Desapareceram, sumiram-se das ruelas de Lisboa, apesar de tão enaltecidas por gerações e gerações de jornalistas e até por grandes poetas. Estou a lembrar-me de um agora esquecido que se chamava Carlos Queiroz, e não hesitou em escrever, em quintilhas de improviso, um poema de circunstância que começava assim:

Ó varina, passa,
Passa tu primeiro!
Que és a flor da raça
A mais séria graça
Do país inteiro.

Quase ao mesmo tempo, eu chamava-lhes “sereias de sal”. E alguns anos antes, o Almada dizia, já não sei onde, que “elas traziam o mar nos aventais”.


José Gomes Ferreira

quinta-feira, 16 de julho de 2009

Lisboa em Prosa (4)


“Há vozes e cheiros a reconhecer – cheiros, pois então: o do peixe de sal e barrica nas lojas da Rua do Arsenal, não vamos mais longe; o da maresia a certas horas nas docas do Tejo; o do Verão nocturno dos ajardinados da Lapa; o dos armazéns de aprestos marítimos entre Santos e o Cais do Sodré; o do peixe a grelhar em fogareiro à porta dos tascos de recanto ou de travessa, desde o Bairro Alto a Carnide; há, no Inverno pelas ruas, o cheiro fumegante das castanhas a assar nos fogareiros dos vendedores ambulantes.”

José Cardoso Pires

quarta-feira, 1 de julho de 2009

Lisboa em Prosa (3)


“Lisboa chama ao compromisso. Lisboa.

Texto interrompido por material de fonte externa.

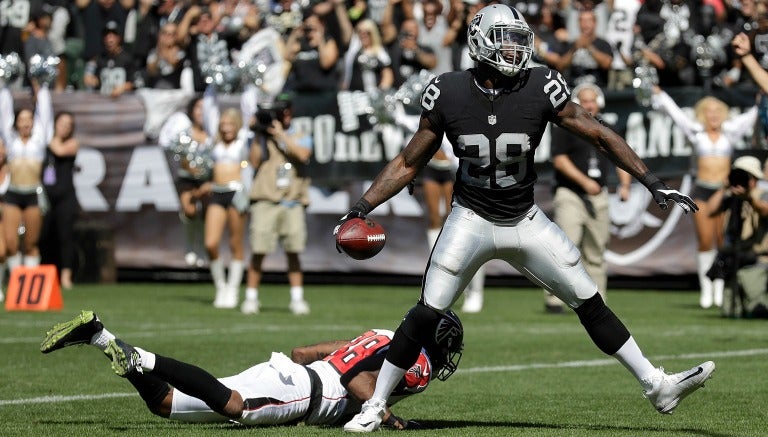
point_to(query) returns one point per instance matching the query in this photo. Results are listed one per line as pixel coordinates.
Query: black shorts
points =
(224, 199)
(22, 200)
(438, 176)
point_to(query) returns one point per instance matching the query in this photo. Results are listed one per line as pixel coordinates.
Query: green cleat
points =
(125, 358)
(79, 330)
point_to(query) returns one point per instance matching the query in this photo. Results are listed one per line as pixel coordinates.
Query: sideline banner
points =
(124, 180)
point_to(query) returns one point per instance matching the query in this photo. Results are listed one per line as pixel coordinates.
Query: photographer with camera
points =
(279, 196)
(742, 262)
(714, 134)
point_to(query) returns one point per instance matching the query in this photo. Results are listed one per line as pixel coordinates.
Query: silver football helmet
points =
(499, 36)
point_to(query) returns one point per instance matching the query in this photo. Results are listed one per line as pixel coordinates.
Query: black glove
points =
(359, 210)
(662, 193)
(394, 422)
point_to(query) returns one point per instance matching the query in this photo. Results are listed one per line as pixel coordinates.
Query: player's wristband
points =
(649, 179)
(363, 206)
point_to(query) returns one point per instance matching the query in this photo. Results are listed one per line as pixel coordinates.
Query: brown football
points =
(361, 238)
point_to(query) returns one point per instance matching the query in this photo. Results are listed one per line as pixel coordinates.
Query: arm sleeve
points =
(6, 114)
(44, 113)
(211, 112)
(248, 105)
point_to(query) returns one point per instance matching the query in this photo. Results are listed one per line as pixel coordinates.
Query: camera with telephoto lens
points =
(738, 178)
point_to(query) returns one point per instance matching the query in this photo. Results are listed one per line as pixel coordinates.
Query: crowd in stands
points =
(116, 46)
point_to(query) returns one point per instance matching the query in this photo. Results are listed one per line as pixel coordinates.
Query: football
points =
(360, 238)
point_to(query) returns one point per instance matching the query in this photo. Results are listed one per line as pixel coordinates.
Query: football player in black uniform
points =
(495, 115)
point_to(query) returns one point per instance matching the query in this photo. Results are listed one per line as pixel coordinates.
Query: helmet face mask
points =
(499, 36)
(449, 342)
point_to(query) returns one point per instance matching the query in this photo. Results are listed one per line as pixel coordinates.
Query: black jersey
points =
(495, 139)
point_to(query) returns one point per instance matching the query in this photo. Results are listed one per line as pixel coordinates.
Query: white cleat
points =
(299, 307)
(369, 418)
(226, 298)
(473, 302)
(191, 259)
(669, 390)
(250, 306)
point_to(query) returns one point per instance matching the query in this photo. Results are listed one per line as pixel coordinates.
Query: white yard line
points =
(510, 368)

Soletro-te o nome e lá estás, naquele cotovelo da rua onde a rua forma uma lomba e eu digo, não é possível! e tu abres os olhos e sorris o sorriso cândido de todas as ofertas, e dançamos nesse baile antigo, indiferentes a quem nos observa, contemplando-nos, corpo no corpo, arfantes e aflantes, e dançamos na noite de uma vida inteira, e quando te penso és uma rapariga debruada de sol numa janela de flores”.


Baptista-Bastos

quinta-feira, 4 de junho de 2009

Lisboa em Prosa (2)

“Presépio, anfiteatro, cais dum destino, plano inclinado por onde há séculos um povo e uma alma parecem escoar-se a caminho de outros mundos e paisagens, do pão amargo sobretudo – Lisboa é este rio imenso, este horizonte de apelos sem fim, e não se pode ter nascido aqui, vivido aqui, ou ser-lhe assimilado, sem lhe sofrer o influxo, sem ficar para sempre, marcado duma vocação, dum desgarramento e fatalismo, dum anseio de partir e tornar, duma sensual melancolia”

José Rodrigues Miguéis

quinta-feira, 28 de maio de 2009

Lisboa em Prosa (1)


Referindo-se à Lisboa de 1500:

“Era a Lisboa ardente e sequiosa, de escassos chafarizes, à beira dos quais o povo e os escravos brigavam pela vez; dos açacais com seu asno e os quatro cântaros engradados, apregoando a água pelas calçadas íngremes; e das mocinhas negras, quase nuas, que a transportavam e serviam com as airosas quartas. Era a Lisboa honrada e mosteirosa dos mesteres esquecidos – atafoneiros, regatões, gibeteiros, esparaveleiros e desses escrivães do Pelourinho Velho, que, abancados às mesas, redigiam, ao sabor dos fregueses, cartas de amor, requerimentos, versos, discursos, epitáfios - , “coisa que em parte alguma das cidades da Europa eu vi jamais”, diria o viajado Damião de Góis.
Era a Lisboa policroma dos faustosos mercadores de toda a Europa, entre os quais predominavam os elegantes florentinos, reluzente das armas cavaleiras e negrejante de hábitos monásticos; e ainda a Lisboa dos moiros – alvanéis, azulejadores e ceramistas – que nas tardes de festa bailava e ondulava aljubas alvas, ao som dos alaúdes e pandeiros”.